Joe Tringali of Amherst, Massachusetts, who has been in a wheelchair since he was a teenager, is one of more than 20 subjects featured in "I Am More."
Amy Kerr
/
amykerrdraws.org
Joe Tringali of Amherst, Massachusetts, who has been in a wheelchair since he was a teenager, is one of more than 20 subjects featured in "I Am More."

In an interview, Tringali said he doesn't think he'll be able to get to the mall to see the full show, but he did see his own portrait.

"It makes me look like a hitman," Tringali joked, and said that could be good or bad, depending who's looking.

He's not as much interested in the portrait as in getting out the message that people who use wheelchairs are more than their disabilities.

"We're a population that is invisible," he said. "When I go out to eat with a friend it's not unusual for the waitress to ask the person I'm with, 'What does he want to eat?'"

Tringali's essay begins, "I am the son of an immigrant fisherman.
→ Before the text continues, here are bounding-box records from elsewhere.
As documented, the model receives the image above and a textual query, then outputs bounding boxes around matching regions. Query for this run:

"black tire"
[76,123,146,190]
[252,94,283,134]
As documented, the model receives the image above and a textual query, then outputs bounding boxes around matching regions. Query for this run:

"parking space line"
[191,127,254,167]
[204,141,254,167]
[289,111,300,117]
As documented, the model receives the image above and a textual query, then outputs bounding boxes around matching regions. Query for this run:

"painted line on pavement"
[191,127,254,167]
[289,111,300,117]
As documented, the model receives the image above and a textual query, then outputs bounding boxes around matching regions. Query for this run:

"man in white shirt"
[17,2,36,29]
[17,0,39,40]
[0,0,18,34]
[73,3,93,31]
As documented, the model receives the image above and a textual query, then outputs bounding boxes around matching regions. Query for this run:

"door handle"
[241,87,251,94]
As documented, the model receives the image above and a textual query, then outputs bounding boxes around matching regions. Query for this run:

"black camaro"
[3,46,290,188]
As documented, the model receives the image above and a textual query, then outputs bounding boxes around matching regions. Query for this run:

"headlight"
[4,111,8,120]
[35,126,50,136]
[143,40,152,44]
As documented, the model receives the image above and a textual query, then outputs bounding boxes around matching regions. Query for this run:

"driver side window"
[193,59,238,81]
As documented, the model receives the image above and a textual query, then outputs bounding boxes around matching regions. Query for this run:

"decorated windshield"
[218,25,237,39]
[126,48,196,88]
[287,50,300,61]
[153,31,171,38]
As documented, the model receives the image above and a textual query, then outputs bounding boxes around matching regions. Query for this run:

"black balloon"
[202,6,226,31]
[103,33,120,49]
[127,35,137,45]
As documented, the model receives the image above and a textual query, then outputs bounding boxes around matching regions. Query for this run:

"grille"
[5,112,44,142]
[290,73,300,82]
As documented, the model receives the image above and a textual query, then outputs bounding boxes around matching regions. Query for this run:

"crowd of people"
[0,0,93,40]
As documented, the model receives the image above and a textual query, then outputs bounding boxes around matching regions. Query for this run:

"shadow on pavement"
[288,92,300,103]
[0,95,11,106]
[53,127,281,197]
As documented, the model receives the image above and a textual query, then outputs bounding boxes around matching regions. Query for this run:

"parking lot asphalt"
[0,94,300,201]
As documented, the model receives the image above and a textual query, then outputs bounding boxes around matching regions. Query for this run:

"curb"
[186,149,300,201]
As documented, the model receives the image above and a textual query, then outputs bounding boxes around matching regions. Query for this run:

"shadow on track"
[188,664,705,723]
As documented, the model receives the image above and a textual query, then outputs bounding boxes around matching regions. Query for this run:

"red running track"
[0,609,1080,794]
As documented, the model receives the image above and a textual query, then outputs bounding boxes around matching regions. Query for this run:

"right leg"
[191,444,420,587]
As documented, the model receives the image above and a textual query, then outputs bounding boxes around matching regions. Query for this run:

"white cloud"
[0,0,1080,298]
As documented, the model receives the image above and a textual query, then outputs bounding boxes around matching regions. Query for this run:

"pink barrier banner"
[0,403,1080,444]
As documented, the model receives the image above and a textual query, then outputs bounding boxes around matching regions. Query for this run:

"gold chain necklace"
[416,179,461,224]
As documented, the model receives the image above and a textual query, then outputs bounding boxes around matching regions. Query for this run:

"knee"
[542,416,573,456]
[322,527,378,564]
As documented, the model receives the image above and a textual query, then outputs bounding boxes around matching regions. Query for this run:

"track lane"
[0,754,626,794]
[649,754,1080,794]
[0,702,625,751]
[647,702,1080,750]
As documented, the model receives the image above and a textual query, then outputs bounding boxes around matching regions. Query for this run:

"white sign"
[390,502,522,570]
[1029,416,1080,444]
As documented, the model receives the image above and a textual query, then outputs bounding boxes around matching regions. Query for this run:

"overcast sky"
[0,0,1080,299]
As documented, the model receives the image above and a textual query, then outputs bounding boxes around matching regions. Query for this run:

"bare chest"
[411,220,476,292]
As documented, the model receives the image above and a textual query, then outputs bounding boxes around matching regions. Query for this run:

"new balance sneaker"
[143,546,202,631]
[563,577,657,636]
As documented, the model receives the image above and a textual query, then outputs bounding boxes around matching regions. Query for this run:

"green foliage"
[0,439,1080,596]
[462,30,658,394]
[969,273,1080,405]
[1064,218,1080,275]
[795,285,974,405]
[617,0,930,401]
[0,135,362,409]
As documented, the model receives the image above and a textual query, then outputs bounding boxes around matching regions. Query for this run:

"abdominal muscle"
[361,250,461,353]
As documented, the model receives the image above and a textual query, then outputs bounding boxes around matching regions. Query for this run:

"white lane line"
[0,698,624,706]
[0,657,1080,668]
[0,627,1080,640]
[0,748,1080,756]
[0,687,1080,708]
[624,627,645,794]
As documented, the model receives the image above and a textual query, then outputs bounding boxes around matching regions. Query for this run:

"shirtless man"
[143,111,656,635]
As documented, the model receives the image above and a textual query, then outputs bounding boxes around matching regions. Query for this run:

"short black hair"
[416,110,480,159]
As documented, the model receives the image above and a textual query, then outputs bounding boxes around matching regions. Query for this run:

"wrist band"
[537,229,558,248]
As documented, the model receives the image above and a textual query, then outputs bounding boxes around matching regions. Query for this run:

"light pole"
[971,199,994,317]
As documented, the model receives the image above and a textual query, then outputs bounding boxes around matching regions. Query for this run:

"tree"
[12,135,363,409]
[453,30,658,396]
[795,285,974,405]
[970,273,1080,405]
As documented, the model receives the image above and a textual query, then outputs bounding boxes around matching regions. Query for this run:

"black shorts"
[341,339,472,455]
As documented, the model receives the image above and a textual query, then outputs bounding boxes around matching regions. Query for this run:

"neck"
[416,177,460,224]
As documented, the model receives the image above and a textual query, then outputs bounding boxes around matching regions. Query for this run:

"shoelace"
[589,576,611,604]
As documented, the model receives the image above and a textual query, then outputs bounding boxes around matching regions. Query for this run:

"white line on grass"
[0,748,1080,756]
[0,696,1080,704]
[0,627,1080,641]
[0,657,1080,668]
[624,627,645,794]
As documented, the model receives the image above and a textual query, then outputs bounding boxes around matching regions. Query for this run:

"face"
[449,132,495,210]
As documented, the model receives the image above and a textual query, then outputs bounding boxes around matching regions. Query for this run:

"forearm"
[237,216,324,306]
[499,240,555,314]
I am a dad, a brother and fortunate enough to be loved by others."

He also writes that he is the kid who "dove into a swimming pool and never walked away. I was drafted into a disability rights fight I did not start, but I'm compelled to join."

Kerr also has a self-portrait in the show. In it, she’s sitting on the floor between two pieces of her own art.

Why in a mall?

On this day, Valentine's Day, the traffic going in and out of Macy's was steady. The exhibit was within sight of the perfume counters, crowded by customers.

A woman walking by shouted that one of the portraits "looks like Martha Stewart."

She came closer and said the portrait also looks like someone she knows named Sandy, who works in the lingerie department at Macy's.

"The blonde — she's got hair just like that," the woman said.

The woman in the portrait is named Donna. She lives in Leverett and writes about surviving incest. She has a blond bob and brilliant blue eyes.

Kerr suggested the Sandy from Macy's should come see the exhibit, but she doesn’t make a hard sell and the woman left without looking around.

"She'll probably be back," Kerr said. "I think [the images] hit them when they're ready."

The idea of setting up "I Am More" outside a store is that people walking by might be drawn into the exhibit by the many faces they see.

Though Kerr said she really doesn't like being in the public eye, she said she has a responsibility to make sure these images and essays get noticed.

"So I have to get way out of my comfort zone to make that happen for them," Kerr said.

People ask Kerr if working on the exhibit brings her down. It never does, she said. And when she is struggling with her depression, she opens up a photo album and looks at all the portraits and thinks, “We are more.”